Shandy balzò in piedi e lo inseguì, tenendo la spada — che, come in quel momento notò, era uno degli stocchi di riserva di Davies — fra sé e la luce per parare ogni possibile attacco di Venner. Ma quando raggiunse il ponte vide che Venner aveva proseguito la sua corsa e ora stava fronteggiandolo a dieci iarde di distanza, e puntava contro di lui una pistola che aveva strappato a qualcuno.

Shandy soffocò l’impulso istantaneo di rituffarsi nel boccaporto, poiché era il capitano, e anche in mezzo a quella tempesta la maggior parte degli uomini stava guardando a bocca aperta quella sfida… Un colpo di pistola a trenta piedi di distanza su un ponte bagnato e beccheggiante, investito da una fitta pioggia, probabilmente avrebbe fatto cilecca, e forse la pioggia si era già insinuata sotto il coperchio dello scodellino raggiungendo la polvere. Si pose, tuttavia, di profilo, guardando Venner sopra la spalla destra. Sollevò la spada in un saluto da schermidore, sia per l’apparente freddezza del gesto, sia perché sperava che la palla di pistola, se ben indirizzata, avrebbe potuto colpire la lama o la guardia.

La pioggia non aveva raggiunto la polvere. Nello stesso istante in cui vide la canna emettere un lampo, Shandy sentì la palla cocente perforargli la pelle sopra il plesso solare. Indietreggiò ma non cadde né lasciò cadere la spada, e quando ebbe recuperato le sue sparpagliate facoltà mentali, un secondo o due dopo, fece l’inchino più cortese che poteva sul ponte oscillante — per farlo dovette afferrare le griselle con la mano libera e piantare i piedi un po’ più larghi di quanto gli fosse abituale — e poi avanzò verso Venner.

Il nocchiere, distratto dal dramma che si stava svolgendo sul ponte, non mise la prua abbastanza dritta nell’onda successiva, e la Jenny la ricevette sul lato di babordo: l’imbarcazione s’ingavonò pesantemente mentre la solida acqua verde si sollevava al di sopra del ponte, s’infrangeva con un’esplosione contro l’albero e spazzava almeno un uomo fuori bordo.
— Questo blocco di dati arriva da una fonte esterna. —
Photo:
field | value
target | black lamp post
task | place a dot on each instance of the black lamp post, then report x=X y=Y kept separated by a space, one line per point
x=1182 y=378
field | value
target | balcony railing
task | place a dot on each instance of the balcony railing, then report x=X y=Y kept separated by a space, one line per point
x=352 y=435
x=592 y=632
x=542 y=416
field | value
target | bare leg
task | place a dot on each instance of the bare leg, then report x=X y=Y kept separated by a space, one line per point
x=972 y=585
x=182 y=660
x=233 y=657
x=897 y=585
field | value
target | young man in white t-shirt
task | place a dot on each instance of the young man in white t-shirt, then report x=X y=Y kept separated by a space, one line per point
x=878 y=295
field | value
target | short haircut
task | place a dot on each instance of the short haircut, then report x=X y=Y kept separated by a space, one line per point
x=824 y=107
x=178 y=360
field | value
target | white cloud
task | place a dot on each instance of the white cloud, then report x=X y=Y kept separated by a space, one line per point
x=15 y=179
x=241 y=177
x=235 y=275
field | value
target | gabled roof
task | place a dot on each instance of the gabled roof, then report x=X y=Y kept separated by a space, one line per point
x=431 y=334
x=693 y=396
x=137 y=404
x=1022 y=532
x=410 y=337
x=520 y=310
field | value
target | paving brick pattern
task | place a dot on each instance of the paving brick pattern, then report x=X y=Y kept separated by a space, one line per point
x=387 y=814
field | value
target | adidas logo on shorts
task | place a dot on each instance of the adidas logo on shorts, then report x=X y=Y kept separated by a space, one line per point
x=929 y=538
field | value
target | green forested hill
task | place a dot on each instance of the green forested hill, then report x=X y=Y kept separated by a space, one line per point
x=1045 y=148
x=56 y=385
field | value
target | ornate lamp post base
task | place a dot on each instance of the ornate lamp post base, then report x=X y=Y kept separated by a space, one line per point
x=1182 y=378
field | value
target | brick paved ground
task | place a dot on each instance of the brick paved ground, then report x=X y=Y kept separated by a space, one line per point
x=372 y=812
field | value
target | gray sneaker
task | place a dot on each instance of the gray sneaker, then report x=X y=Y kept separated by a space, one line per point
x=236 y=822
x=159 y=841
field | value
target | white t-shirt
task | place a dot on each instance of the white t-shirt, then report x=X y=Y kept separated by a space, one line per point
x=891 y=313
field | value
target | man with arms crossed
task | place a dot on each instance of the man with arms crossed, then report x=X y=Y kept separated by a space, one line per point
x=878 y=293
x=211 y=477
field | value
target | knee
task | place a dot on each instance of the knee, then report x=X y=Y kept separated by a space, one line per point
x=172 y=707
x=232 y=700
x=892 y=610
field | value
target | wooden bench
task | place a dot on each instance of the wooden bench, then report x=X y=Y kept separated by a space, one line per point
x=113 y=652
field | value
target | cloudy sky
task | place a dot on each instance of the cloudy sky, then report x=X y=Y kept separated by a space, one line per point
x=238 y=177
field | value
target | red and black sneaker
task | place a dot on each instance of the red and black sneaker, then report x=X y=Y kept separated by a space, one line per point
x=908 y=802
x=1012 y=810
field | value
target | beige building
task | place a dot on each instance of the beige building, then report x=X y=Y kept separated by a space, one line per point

Poi la Jenny si adagiò nel ventre dell’onda, di traverso rispetto al flusso. Più spaventato da questo che da Venner, Shandy arretrò in fretta verso poppa, e fu costretto a lasciare la sciabola per afferrarsi al sartiame al fine di mantenere l’equilibrio. Skank e gli altri uomini al boma della vela maestra erano riusciti a svolgere diversi piedi di vela e a infilarvi una corda, e un uomo stava cercando di arrampicarsi sull’albero vacillante con l’estremità della corda frai denti, apparentemente sperando di gettarla al di sopra dello stretto pennone della vela di gabbia, in modo che gli uomini in basso potessero usarla come drizza. Era tutto quello che potevano fare, e Shandy sapeva che non sarebbe bastato.